Activating Mutations Affecting the Dbl Homology Domain of SOS2 Cause Noonan Syndrome

Abstract

The RASopathies constitute a family of autosomal-dominant disorders whose major features include facial dysmorphism, cardiac defects, reduced postnatal growth, variable cognitive deficits, ectodermal and skeletal anomalies, and susceptibility to certain malignancies. Noonan syndrome (NS), the commonest RASopathy, is genetically heterogeneous and caused by functional dysregulation of signal transducers and regulatory proteins with roles in the RAS/extracellular signal-regulated kinase (ERK) signal transduction pathway. Mutations in known disease genes account for approximately 80% of affected individuals. Here, we report that missense mutations altering Son of Sevenless, Drosophila, homolog 2 (SOS2), which encodes a RAS guanine nucleotide exchange factor, occur in a small percentage of subjects with NS. Four missense mutations were identified in five unrelated sporadic cases and families transmitting NS. Disease-causing mutations affected three conserved residues located in the Dbl homology (DH) domain, of which two are directly involved in the intramolecular binding network maintaining SOS2 in its autoinhibited conformation. All mutations were found to promote enhanced signaling from RAS to ERK. Similar to NS-causing SOS1 mutations, the phenotype associated with SOS2 defects is characterized by normal development and growth, as well as marked ectodermal involvement. Unlike SOS1 mutations, however, those in SOS2 are restricted to the DH domain.

Keywords: Noonan syndrome; RAS signaling; SOS2; genotype-phenotype correlations.

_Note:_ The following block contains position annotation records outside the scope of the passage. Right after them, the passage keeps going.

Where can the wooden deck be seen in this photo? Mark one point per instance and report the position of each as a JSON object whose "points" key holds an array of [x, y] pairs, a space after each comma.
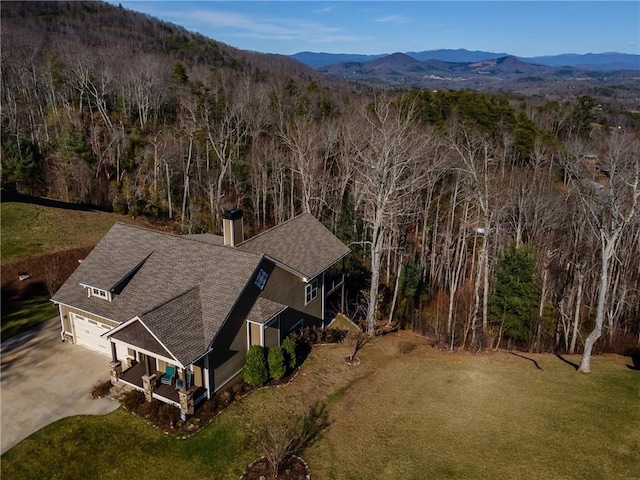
{"points": [[164, 393]]}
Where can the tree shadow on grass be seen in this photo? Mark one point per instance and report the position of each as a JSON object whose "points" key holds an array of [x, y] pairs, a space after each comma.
{"points": [[635, 358], [527, 358], [568, 362], [13, 196]]}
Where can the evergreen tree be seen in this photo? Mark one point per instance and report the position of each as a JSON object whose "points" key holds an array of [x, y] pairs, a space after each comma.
{"points": [[515, 298]]}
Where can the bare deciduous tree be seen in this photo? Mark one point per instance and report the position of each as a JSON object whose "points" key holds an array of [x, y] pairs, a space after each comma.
{"points": [[608, 189]]}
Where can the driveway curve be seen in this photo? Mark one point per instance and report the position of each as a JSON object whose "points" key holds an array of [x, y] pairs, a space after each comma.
{"points": [[43, 380]]}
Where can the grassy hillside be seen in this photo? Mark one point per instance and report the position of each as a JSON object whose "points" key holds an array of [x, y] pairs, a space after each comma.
{"points": [[32, 229], [45, 239], [407, 411]]}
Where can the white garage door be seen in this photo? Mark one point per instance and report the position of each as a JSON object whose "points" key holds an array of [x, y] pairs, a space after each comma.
{"points": [[88, 333]]}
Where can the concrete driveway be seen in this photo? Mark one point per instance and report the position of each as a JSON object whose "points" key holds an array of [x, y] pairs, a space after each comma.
{"points": [[43, 380]]}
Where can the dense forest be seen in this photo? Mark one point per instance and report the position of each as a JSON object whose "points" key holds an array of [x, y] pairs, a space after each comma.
{"points": [[483, 220]]}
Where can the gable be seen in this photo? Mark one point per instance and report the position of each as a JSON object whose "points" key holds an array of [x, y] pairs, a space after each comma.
{"points": [[303, 244], [137, 334]]}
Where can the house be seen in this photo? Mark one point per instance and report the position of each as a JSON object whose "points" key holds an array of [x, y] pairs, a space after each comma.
{"points": [[177, 313]]}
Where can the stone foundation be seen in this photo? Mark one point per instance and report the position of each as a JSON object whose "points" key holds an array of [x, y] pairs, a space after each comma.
{"points": [[186, 402]]}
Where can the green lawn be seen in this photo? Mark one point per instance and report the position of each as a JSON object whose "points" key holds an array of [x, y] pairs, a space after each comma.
{"points": [[29, 229], [17, 316], [421, 414]]}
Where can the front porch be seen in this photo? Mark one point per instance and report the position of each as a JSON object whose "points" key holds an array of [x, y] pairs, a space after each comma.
{"points": [[136, 377]]}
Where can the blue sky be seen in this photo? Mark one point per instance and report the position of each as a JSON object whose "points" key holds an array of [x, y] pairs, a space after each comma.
{"points": [[523, 28]]}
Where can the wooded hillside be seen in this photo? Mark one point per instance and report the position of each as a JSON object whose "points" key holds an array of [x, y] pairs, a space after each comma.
{"points": [[507, 221]]}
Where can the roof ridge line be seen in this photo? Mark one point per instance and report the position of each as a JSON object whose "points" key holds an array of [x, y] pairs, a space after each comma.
{"points": [[275, 227], [186, 236], [172, 299]]}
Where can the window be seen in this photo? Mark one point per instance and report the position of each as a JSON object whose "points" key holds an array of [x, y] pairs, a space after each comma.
{"points": [[311, 291], [261, 279], [96, 292]]}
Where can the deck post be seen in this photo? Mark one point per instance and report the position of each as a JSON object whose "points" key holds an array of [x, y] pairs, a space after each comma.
{"points": [[187, 406], [116, 371], [148, 384]]}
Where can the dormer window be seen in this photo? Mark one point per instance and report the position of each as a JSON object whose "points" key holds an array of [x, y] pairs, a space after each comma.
{"points": [[311, 291], [98, 292], [261, 279]]}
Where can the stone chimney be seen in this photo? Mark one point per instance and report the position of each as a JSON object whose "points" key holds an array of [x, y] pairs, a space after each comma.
{"points": [[232, 228]]}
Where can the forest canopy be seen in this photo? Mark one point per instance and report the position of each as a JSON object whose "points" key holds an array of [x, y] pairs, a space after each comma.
{"points": [[499, 208]]}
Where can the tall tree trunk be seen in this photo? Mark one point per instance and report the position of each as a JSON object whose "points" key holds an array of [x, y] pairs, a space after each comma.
{"points": [[608, 248]]}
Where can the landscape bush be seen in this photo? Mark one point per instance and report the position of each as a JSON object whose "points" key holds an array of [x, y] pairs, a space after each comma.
{"points": [[255, 372], [289, 351], [101, 389], [276, 360]]}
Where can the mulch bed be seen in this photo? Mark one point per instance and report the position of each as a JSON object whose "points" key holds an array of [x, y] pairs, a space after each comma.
{"points": [[293, 468]]}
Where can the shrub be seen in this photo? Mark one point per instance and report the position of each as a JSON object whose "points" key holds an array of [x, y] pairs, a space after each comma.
{"points": [[255, 371], [277, 367], [333, 335], [101, 389], [133, 400], [238, 389], [225, 398], [289, 351]]}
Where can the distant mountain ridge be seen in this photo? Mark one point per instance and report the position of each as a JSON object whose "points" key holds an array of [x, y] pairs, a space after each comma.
{"points": [[501, 73], [594, 61]]}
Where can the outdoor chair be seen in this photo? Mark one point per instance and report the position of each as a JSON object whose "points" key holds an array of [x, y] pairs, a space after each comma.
{"points": [[169, 376], [187, 377]]}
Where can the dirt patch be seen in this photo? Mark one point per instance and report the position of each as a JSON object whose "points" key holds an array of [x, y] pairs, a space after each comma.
{"points": [[45, 272]]}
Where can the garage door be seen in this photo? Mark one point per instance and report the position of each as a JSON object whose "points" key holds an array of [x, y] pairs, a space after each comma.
{"points": [[88, 333]]}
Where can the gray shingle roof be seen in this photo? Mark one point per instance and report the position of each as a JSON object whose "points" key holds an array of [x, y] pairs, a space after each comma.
{"points": [[184, 287], [302, 243], [156, 293], [137, 334]]}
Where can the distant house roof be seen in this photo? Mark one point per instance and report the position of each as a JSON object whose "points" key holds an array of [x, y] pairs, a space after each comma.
{"points": [[264, 310], [302, 243]]}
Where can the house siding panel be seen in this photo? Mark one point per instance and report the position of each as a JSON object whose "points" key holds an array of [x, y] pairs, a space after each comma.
{"points": [[229, 349], [229, 368], [254, 332]]}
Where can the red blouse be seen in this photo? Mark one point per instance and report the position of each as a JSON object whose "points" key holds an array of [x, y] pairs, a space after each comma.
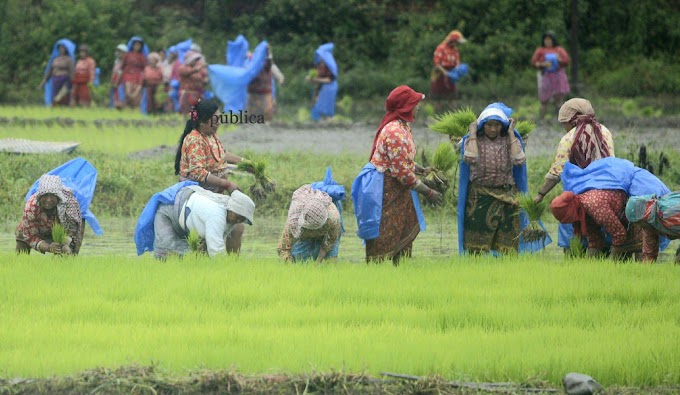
{"points": [[395, 151]]}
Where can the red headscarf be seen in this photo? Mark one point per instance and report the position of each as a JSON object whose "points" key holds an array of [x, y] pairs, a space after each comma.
{"points": [[567, 209], [399, 105]]}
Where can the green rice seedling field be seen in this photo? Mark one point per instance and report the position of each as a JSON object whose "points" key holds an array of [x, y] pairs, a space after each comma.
{"points": [[474, 319]]}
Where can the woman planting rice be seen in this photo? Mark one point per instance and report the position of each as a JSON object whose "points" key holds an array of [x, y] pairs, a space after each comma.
{"points": [[313, 228], [384, 193], [657, 216], [586, 141], [492, 171], [172, 214], [52, 204]]}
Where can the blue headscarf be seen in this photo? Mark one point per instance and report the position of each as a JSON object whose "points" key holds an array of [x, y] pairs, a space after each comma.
{"points": [[145, 48], [71, 50], [237, 51], [501, 113]]}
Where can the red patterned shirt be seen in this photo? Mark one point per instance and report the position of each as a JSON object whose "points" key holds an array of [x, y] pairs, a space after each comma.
{"points": [[201, 155], [446, 57], [395, 151]]}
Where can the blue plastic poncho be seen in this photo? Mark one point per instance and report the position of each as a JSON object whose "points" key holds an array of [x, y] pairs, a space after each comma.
{"points": [[237, 51], [230, 83], [71, 50], [79, 175], [499, 112], [181, 49], [458, 72], [144, 231], [325, 102], [367, 194], [611, 173]]}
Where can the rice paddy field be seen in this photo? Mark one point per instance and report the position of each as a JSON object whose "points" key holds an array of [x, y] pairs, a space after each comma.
{"points": [[108, 321]]}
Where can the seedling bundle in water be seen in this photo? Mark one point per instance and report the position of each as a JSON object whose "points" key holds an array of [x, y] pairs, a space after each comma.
{"points": [[58, 234], [534, 231], [264, 184]]}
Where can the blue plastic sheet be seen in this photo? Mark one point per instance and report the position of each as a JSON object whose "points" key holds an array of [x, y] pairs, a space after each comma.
{"points": [[325, 103], [144, 231], [520, 176], [180, 49], [230, 83], [71, 50], [145, 48], [79, 175], [612, 173], [237, 51], [367, 194]]}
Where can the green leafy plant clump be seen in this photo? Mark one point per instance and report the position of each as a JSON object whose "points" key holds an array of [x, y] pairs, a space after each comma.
{"points": [[454, 123]]}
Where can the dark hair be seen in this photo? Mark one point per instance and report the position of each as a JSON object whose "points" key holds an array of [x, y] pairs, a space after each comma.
{"points": [[550, 34], [204, 111]]}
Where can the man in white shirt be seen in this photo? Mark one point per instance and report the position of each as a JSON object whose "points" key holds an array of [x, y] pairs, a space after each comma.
{"points": [[213, 216]]}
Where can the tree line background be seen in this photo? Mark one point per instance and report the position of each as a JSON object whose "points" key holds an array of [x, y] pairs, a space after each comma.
{"points": [[624, 48]]}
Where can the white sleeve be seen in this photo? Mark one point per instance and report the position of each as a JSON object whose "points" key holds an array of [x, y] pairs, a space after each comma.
{"points": [[215, 226]]}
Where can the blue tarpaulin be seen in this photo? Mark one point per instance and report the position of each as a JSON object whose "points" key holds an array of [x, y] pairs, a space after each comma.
{"points": [[325, 102], [79, 175], [144, 231], [230, 83], [71, 50]]}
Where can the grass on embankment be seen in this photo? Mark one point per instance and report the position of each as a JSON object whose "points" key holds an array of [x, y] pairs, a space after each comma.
{"points": [[476, 319]]}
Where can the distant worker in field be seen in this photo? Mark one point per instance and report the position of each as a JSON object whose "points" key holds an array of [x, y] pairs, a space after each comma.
{"points": [[193, 78], [260, 91], [550, 60], [117, 89], [446, 58], [172, 214], [658, 215], [133, 67], [153, 83], [52, 204], [83, 78], [314, 225], [586, 140], [325, 79], [385, 193], [59, 73]]}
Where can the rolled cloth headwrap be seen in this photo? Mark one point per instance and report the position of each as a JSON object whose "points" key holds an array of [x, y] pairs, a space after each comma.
{"points": [[399, 105], [589, 143], [568, 210]]}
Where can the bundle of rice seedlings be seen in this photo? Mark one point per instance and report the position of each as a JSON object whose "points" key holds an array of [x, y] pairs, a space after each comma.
{"points": [[534, 231], [445, 158], [194, 240], [454, 123], [525, 128], [58, 234], [264, 184]]}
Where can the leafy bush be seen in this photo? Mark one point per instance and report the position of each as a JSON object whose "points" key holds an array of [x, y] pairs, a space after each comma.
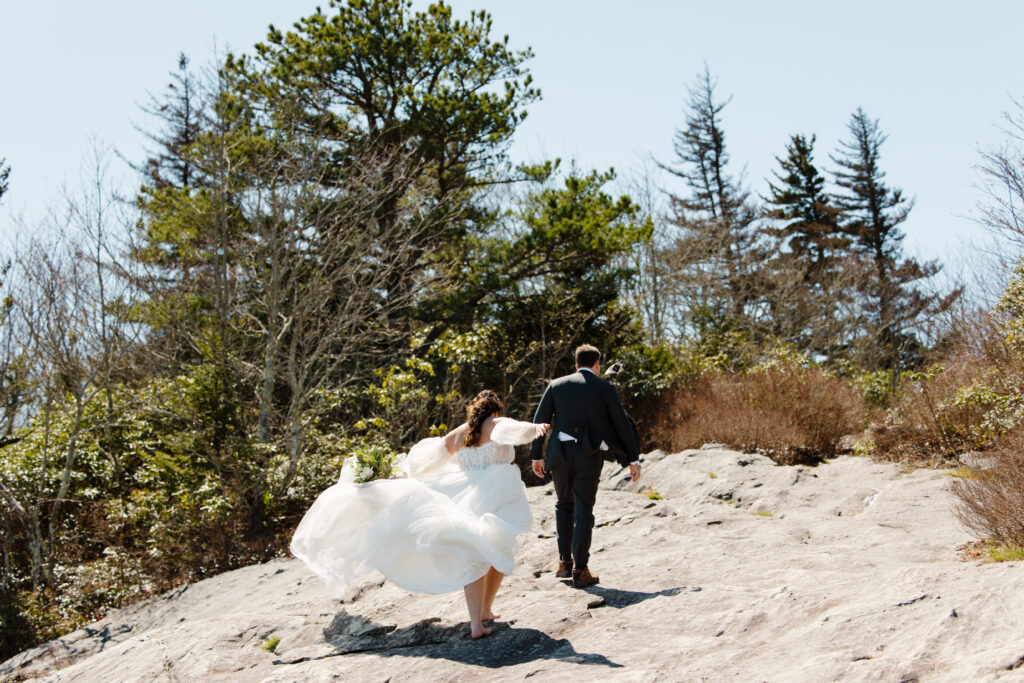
{"points": [[990, 499]]}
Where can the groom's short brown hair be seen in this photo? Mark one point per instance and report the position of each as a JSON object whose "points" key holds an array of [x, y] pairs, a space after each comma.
{"points": [[587, 355]]}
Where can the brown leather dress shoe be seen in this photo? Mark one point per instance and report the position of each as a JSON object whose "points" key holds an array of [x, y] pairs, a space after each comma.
{"points": [[584, 578], [564, 569]]}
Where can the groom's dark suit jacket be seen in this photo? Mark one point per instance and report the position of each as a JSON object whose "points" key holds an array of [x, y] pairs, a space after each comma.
{"points": [[588, 409]]}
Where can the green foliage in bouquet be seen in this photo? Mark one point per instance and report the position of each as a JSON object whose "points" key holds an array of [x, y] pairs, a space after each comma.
{"points": [[373, 461]]}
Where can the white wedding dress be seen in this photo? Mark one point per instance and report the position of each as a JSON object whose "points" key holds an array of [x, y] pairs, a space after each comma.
{"points": [[434, 531]]}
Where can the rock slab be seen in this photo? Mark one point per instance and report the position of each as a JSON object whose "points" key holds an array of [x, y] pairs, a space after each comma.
{"points": [[717, 565]]}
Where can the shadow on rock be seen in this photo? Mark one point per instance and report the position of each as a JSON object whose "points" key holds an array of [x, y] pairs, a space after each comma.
{"points": [[613, 597], [507, 646]]}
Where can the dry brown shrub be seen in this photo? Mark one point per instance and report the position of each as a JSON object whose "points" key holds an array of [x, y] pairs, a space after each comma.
{"points": [[921, 425], [990, 500], [925, 422], [794, 415]]}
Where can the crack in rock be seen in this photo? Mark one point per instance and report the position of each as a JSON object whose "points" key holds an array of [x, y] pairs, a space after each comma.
{"points": [[910, 602]]}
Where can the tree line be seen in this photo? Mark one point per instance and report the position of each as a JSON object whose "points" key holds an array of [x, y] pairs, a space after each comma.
{"points": [[329, 248]]}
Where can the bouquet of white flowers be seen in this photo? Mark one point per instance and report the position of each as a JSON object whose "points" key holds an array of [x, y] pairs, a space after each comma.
{"points": [[370, 462]]}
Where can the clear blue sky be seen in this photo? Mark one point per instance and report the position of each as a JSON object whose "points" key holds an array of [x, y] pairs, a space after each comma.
{"points": [[937, 74]]}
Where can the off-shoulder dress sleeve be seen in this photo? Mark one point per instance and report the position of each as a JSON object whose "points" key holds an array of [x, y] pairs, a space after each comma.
{"points": [[512, 432], [426, 457]]}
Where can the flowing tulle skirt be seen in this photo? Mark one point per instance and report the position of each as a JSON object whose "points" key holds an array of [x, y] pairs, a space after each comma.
{"points": [[431, 535]]}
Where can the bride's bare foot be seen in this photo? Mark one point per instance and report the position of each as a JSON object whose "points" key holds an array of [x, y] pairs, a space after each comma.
{"points": [[480, 631]]}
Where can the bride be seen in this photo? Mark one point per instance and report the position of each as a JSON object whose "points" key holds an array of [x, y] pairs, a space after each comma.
{"points": [[452, 523]]}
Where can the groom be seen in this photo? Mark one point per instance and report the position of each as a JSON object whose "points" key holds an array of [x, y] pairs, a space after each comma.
{"points": [[588, 418]]}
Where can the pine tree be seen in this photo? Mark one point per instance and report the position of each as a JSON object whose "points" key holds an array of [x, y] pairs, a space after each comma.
{"points": [[4, 174], [894, 304], [178, 114], [806, 272], [717, 284]]}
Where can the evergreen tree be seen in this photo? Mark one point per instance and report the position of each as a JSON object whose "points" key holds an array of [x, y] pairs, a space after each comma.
{"points": [[716, 252], [4, 174], [178, 116], [807, 271], [893, 301]]}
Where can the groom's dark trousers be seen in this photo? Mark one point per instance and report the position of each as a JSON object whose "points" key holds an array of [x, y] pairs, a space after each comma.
{"points": [[576, 487], [586, 408]]}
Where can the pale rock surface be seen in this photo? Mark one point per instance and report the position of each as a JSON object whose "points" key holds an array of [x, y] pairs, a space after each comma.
{"points": [[744, 570]]}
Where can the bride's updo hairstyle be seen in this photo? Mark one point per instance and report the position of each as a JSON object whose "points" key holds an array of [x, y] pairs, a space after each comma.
{"points": [[482, 407]]}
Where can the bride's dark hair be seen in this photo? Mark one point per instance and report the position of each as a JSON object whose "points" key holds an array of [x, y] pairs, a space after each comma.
{"points": [[482, 407]]}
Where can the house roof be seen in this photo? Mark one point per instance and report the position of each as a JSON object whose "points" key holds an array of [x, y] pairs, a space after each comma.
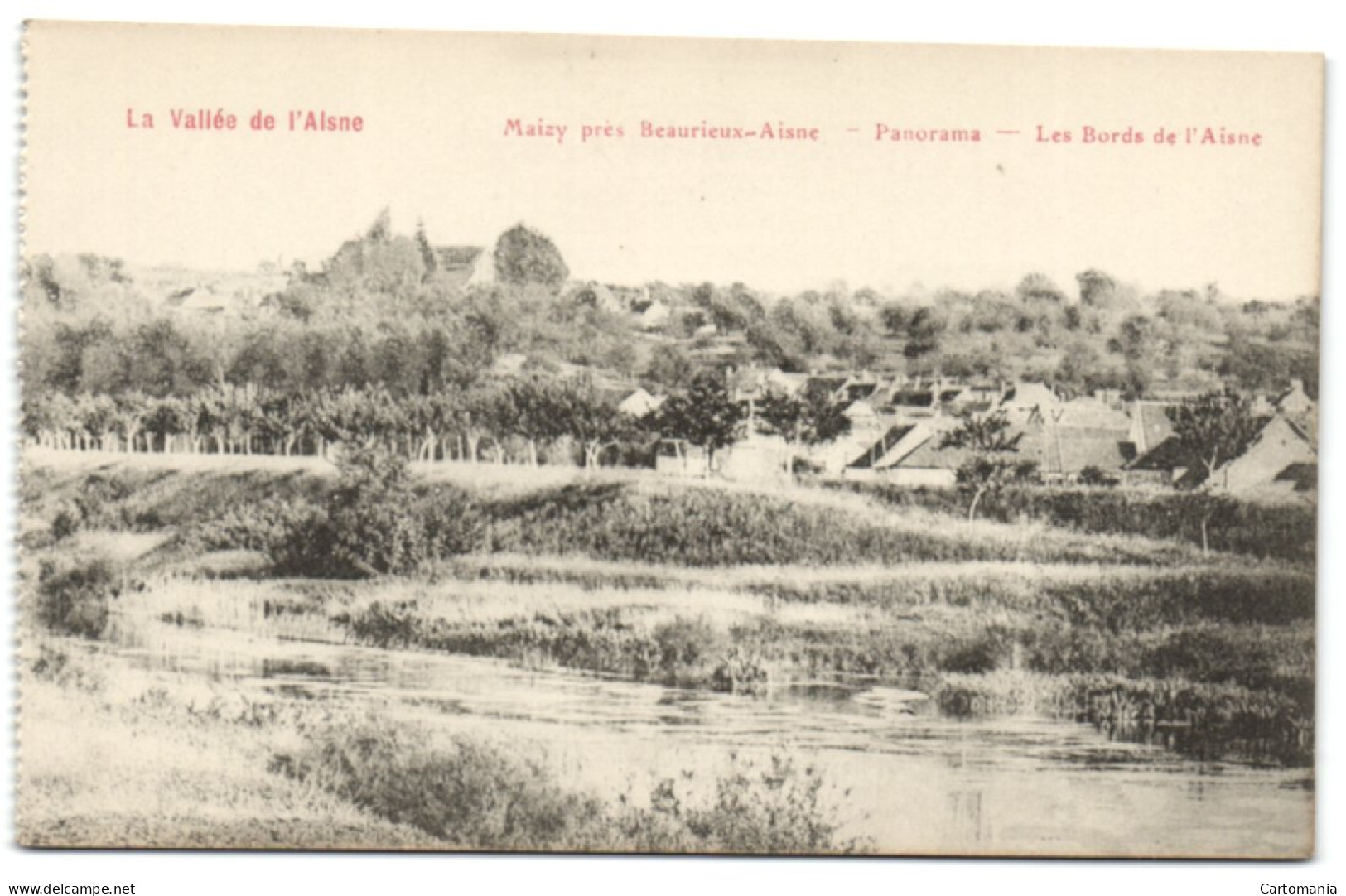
{"points": [[1155, 422], [1068, 450], [874, 455], [1303, 475]]}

Figure 1. Mutations affecting residues located in the Dbl homology domain of SOS2 cause Noonan syndrome

(A) Clinical features of subjects carrying a mutated SOS2 allele. (B) Three-dimensional structure (above) and domain organization (below) of SOS proteins and positions of Noonan syndrome- (NS-) causing mutations. Proteins are shown in the inactive conformation of SOS1 (residues 6–1045) (PDB ID: 3KSY) [Gureasko et al., 2010] and the homology model derived for SOS2 (residues 6–1043). Protein domains are color-coded: Histone-like folds (cyan), Dbl homology (DH) (brown), pleckstrin homology (pink), helical linker (gray), RAS exchange motif (REM) (green), and CDC25 (blue). The cyan plane indicates the membrane position. The side chains of mutated residues (this study and [Lepri et al., 2011]) are shown in the SOS structures, while the NS-causing amino acid substitutions identified in SOS2 and the distribution of SOS1 mutations reported in 83 NS subjects [Lepri et al., 2011] are shown above and below the scheme, respectively. (C) The DH/REM interface is shown with the surface of the REM domain colored by its electrostatic potential and the Cα trace of the DH domain as a ribbon with the mutated residues colored in red (upper panel). Interactions at the DH/REM interface occurring in the SOS2 model (lower panel, left) and SOS1 X-ray structure (right). The residues participating in the inter-domain interactions are shown as color-coded atoms (O: red, N: blue, C: gray, S: yellow). The ribbon is colored red at mutated residues. The interface is stabilized by several salt bridges, and is anionic at the DH domain (Asp263, Glu266, Asp269, Glu270, Asp283, Glu366), and cationic at the REM domain (Arg623, Arg686, Arg692, His693, His697, Lys726, Lys733). Met267 interacts hydrophobically with Leu685 and Trp727. Thr264 stabilizes the structure of the DH domain at the interface with REM by forming an H-bond with Cys²⁸⁰ (black dashed line).

Figure 2. NS-associated SOS2 mutants cause enhanced MEK/ERK activation

(A) SOS2 mutants enhance MEK/ERK activation. FLAG-SOS2 and HA-ERK1 expression constructs were co-transfected into 293T cells. Cells were randomly growing (RG), or starved and then stimulated with EGF (20 ng/ml), as indicated, prior to lysis. Left: a representative immunoblot. Right: quantification of MEK and ERK phosphorylation from three biological replicates (mean ± s.d; ** P < 0.01, * P < 0.05, Bonferroni post-test when ANOVA was significant). (B) SOS2 mutants increase RAS activation. Flp-In T-REx 293 cells stably expressing FLAG-SOS2 constructs were starved, stimulated with 20 ng/ml EGF, and RAS loading was assessed. Left: a representative immunoblot. Right: quantification of RAS loading pooled from two biological replicates (mean ± s.d; * P < 0.05, one-tailed Student’s t test).